Segundo analistas, essa situação é diferente no caso do etanol de cana. De acordo com Sérgio Torquato, pesquisador do Instituto de Economia Agrícola (IEA), um levantamento do instituto, concluído em março, mostrou que pelo menos no caso do estado de São Paulo não há substituição em grande escala de alimentos por cana.

“As novas plantações têm surgido basicamente em áreas que antes eram pastagens extensivas”, informa. Segundo ele, existe espaço no Brasil para o crescimento da cana. “A cana ocupa hoje cerca de 7 milhões de hectares (2,5% da área plantada do país). Há cerca de 20 milhões de hectares livres para a expansão da cultura”. O fator ambiental

A influência ambiental também é apontada como outra diferença entre as duas matérias-primas do combustível. No caso americano, o uso de nitrogênio como fertilizante nas crescentes plantações de milho do Meio-Oeste faz com que todo ano cerca de 100 mil toneladas de nitratos sejam despejados no rio Mississippi, que deságua no Golfo do México.

A concentração do produto na região gera a proliferação descontrolada de algas e prejudica o desenvolvimento da vida marinha, o que levou ao surgimento de uma região conhecida como “zona morta”.

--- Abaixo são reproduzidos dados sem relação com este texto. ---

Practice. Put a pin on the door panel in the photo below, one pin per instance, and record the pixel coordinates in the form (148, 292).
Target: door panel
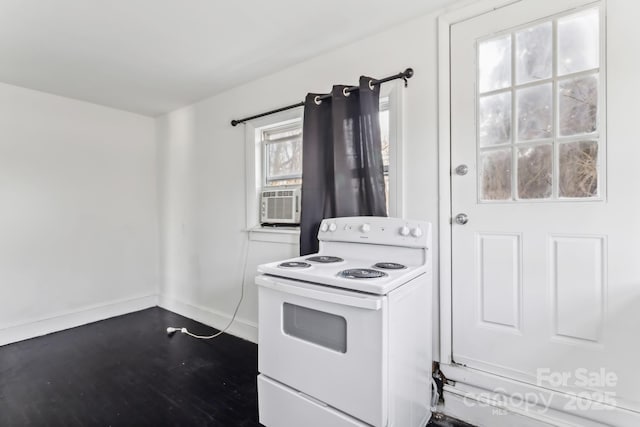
(539, 278)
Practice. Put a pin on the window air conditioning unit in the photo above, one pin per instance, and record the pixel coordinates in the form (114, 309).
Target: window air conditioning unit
(280, 206)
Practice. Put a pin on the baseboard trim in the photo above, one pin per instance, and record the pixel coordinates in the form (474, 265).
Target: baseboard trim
(74, 318)
(486, 399)
(240, 328)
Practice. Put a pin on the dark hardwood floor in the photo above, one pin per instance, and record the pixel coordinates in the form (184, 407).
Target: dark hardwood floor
(125, 371)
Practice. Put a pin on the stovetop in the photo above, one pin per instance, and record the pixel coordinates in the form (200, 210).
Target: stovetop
(365, 254)
(354, 274)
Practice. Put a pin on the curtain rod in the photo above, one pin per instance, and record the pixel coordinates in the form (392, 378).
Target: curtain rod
(406, 74)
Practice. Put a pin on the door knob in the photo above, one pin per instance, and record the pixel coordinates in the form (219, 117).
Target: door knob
(462, 170)
(462, 219)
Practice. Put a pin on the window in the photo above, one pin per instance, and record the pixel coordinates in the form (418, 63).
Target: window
(274, 153)
(538, 106)
(282, 150)
(282, 153)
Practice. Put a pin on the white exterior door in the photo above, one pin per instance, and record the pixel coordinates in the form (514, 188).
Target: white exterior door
(545, 271)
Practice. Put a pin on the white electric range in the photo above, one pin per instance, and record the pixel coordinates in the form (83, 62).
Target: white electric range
(345, 334)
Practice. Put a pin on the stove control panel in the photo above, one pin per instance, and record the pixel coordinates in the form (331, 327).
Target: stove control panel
(376, 230)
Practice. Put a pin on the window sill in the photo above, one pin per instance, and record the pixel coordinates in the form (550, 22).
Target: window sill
(287, 235)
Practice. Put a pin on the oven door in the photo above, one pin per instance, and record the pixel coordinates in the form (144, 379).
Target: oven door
(327, 343)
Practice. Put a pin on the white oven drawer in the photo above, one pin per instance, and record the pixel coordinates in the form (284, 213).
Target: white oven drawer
(331, 344)
(280, 406)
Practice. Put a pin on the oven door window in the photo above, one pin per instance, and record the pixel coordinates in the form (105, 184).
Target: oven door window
(318, 327)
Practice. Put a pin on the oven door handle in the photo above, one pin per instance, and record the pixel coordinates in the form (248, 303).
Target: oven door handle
(364, 301)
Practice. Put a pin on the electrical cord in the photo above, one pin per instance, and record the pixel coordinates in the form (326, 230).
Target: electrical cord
(171, 330)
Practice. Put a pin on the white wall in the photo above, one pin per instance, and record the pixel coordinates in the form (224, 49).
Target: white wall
(201, 165)
(78, 213)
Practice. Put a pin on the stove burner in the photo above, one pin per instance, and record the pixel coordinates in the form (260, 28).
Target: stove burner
(361, 273)
(390, 266)
(294, 264)
(324, 259)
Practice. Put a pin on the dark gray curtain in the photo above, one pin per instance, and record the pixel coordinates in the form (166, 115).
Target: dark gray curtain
(342, 171)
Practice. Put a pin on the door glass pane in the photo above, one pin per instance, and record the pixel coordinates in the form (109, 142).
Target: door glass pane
(495, 119)
(496, 175)
(539, 131)
(578, 105)
(578, 42)
(494, 57)
(534, 53)
(579, 169)
(318, 327)
(535, 176)
(534, 112)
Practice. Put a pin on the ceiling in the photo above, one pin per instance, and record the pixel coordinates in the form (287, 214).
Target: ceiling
(153, 56)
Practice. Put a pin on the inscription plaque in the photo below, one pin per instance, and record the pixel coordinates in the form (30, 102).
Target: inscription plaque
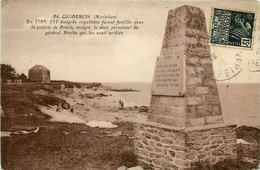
(168, 77)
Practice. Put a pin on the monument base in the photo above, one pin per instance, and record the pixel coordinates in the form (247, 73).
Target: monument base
(163, 147)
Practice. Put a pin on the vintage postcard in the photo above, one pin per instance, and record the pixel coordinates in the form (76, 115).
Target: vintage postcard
(130, 85)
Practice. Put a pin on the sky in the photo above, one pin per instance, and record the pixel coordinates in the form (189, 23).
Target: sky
(124, 58)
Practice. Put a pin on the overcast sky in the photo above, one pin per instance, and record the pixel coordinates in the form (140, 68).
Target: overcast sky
(125, 58)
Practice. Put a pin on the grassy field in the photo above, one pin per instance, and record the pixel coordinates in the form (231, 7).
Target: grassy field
(57, 145)
(77, 146)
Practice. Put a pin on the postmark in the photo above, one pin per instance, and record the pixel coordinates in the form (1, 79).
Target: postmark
(232, 28)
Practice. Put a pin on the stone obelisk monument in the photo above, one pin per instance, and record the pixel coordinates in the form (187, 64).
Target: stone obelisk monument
(185, 124)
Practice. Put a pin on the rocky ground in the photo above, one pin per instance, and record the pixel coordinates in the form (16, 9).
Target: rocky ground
(37, 136)
(33, 141)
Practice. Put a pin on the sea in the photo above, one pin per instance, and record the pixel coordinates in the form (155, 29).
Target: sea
(240, 102)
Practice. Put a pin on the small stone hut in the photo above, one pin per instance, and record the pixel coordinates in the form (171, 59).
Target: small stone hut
(39, 73)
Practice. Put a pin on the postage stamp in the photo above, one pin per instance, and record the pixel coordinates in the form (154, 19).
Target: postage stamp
(232, 28)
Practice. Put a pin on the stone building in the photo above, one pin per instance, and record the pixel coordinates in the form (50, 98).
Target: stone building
(39, 73)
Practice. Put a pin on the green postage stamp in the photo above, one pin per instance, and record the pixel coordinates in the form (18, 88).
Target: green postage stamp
(232, 28)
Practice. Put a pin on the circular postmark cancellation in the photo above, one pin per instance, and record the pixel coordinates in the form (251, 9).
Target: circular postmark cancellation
(232, 28)
(227, 69)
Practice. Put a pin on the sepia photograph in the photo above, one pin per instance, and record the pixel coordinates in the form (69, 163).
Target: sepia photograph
(130, 85)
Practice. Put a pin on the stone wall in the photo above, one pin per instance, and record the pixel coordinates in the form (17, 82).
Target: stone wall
(161, 147)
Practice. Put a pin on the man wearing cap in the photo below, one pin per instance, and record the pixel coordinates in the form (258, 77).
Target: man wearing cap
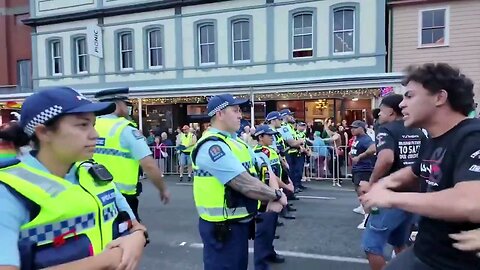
(363, 160)
(267, 220)
(274, 120)
(122, 148)
(305, 152)
(226, 188)
(295, 146)
(187, 141)
(397, 147)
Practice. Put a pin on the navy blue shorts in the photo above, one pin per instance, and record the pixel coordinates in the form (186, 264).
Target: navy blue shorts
(390, 226)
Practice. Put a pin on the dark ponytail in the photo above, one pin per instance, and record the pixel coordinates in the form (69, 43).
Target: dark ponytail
(12, 132)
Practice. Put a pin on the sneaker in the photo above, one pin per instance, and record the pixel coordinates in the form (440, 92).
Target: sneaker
(359, 210)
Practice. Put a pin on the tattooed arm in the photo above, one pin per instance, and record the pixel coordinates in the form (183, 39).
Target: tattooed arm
(252, 187)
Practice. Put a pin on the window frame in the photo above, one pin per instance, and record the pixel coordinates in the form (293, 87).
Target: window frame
(446, 43)
(293, 35)
(354, 30)
(120, 51)
(199, 44)
(77, 55)
(149, 49)
(241, 41)
(53, 57)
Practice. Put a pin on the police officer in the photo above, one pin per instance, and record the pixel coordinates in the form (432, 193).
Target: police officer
(55, 209)
(304, 154)
(295, 146)
(274, 120)
(226, 188)
(122, 148)
(267, 221)
(187, 141)
(397, 147)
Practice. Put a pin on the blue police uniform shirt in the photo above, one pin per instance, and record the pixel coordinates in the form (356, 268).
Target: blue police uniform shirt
(14, 214)
(133, 140)
(216, 158)
(361, 144)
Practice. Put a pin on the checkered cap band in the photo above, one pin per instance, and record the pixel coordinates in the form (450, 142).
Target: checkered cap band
(48, 232)
(218, 108)
(42, 118)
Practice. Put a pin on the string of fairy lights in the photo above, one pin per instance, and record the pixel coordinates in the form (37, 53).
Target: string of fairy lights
(321, 95)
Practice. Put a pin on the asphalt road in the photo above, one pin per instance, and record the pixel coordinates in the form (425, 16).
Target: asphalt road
(324, 235)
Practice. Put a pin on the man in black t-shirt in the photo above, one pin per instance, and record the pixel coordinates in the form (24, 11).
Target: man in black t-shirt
(437, 98)
(397, 147)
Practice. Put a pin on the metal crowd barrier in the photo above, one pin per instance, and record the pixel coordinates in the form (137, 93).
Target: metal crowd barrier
(169, 163)
(324, 163)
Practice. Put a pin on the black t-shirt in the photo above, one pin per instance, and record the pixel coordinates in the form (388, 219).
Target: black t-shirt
(404, 142)
(442, 165)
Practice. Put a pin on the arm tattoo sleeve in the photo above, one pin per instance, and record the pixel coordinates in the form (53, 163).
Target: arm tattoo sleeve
(252, 187)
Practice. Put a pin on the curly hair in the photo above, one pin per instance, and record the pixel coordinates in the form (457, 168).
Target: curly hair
(442, 76)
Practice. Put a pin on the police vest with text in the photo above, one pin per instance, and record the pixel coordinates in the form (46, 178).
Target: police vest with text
(110, 153)
(84, 218)
(294, 132)
(274, 160)
(214, 201)
(280, 142)
(186, 141)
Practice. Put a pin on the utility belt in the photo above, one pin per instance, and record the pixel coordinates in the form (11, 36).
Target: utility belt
(223, 230)
(64, 250)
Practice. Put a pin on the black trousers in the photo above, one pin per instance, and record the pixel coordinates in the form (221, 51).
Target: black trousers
(132, 201)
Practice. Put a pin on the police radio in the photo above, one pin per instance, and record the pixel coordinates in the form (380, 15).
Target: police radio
(99, 172)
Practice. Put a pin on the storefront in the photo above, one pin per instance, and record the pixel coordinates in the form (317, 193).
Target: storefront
(309, 106)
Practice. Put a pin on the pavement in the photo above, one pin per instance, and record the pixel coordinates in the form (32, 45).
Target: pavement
(324, 235)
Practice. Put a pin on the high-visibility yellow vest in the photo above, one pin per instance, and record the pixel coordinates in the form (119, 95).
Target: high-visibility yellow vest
(295, 137)
(209, 192)
(186, 140)
(66, 209)
(272, 156)
(110, 153)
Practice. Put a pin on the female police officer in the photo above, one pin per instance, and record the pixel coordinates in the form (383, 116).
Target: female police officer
(57, 213)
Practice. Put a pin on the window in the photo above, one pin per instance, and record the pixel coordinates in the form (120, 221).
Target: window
(433, 31)
(56, 57)
(241, 40)
(24, 74)
(302, 35)
(343, 30)
(206, 34)
(81, 55)
(155, 57)
(126, 51)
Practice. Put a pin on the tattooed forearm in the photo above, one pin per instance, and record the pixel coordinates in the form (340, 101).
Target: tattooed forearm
(252, 187)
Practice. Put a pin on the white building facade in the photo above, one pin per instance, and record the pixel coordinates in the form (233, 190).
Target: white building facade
(165, 48)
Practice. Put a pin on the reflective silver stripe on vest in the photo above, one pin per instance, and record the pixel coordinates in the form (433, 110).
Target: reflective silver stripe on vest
(115, 128)
(222, 212)
(125, 187)
(49, 232)
(48, 185)
(112, 152)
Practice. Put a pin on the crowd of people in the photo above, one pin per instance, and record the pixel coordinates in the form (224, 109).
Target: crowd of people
(76, 207)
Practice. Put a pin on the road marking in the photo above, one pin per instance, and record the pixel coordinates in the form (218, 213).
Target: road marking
(305, 255)
(315, 197)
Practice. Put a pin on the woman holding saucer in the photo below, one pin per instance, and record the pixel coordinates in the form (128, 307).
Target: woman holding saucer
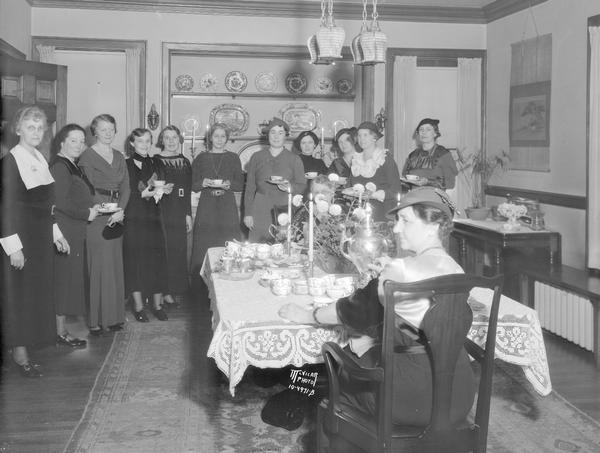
(375, 165)
(261, 196)
(216, 174)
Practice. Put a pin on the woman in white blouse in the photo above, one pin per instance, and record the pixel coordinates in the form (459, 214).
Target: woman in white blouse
(27, 233)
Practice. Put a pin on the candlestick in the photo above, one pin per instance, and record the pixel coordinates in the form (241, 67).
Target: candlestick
(311, 227)
(289, 232)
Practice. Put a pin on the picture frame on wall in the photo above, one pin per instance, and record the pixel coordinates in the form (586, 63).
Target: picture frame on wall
(529, 115)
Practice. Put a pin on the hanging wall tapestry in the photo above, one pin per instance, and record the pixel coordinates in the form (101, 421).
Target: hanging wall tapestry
(529, 109)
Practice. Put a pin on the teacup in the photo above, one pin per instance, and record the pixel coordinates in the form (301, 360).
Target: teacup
(276, 250)
(263, 251)
(109, 206)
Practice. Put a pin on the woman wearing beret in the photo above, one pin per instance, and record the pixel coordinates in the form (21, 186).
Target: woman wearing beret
(74, 209)
(305, 145)
(261, 197)
(375, 165)
(431, 161)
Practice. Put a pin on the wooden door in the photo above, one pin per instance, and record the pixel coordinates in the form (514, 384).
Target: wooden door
(28, 83)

No caso do Brasil, a preocupação referente à cana é que o aumento de seu plantio possa ser uma repetição do que aconteceu no caso do soja, onde a expansão das colheitas na direção norte gerou um aumento no desmatamento até criar o chamado Arco do Fogo. Trata-se de uma região que envolve a floresta amazônica conhecida pelo grande número de queimadas.

“O medo de a cana pressionar na direção da Amazônia sempre existe, mas é possível evitar isso através de diversas medidas, como o zoneamento agrário (indicação de áreas adequadas para plantação), diz Torquato, do IEA. “O caso dos EUA e do Brasil é completamente diferente. A cana-de-açúcar tem espaço para crescer sem devastar a Amazônia”, concorda Daniele, da Agência Rural.

Expansão

Os EUA passam por uma forte expansão em sua produção de etanol desde 2005, quando uma lei chamada Energy Policy Act determinou cotas mínimas de uso do combustível para os próximos anos. Os números mostram que a participação do etanol no consumo energético americano foi de 3,5% dos suprimentos de combustível em 2006. Espera-se que até 2017 esse valor chegue a 7,5%.

Nos EUA, a produção de etanol é feita a partir de milho porque, devido a fatores climáticos, os fazendeiros só conseguem plantar cana nos estados da Flórida e do Havaí.

Como resultado da demanda por etanol, a extensão desse plantio vem crescendo. A área plantada com milho em 2007 será a maior desde 1944 nos EUA. Na próxima safra, a quantidade plantada com milho deve subir em 15%, superando os 90 milhões de hectares.

Mesmo com a maior produção, no entanto, o preço do milho no mercado mundial está disparando: no período de dois anos, o valor do bushel (unidade de medida equivalente a 25,4 quilos) triplicou, saltando de US$ 2 para US$ 6.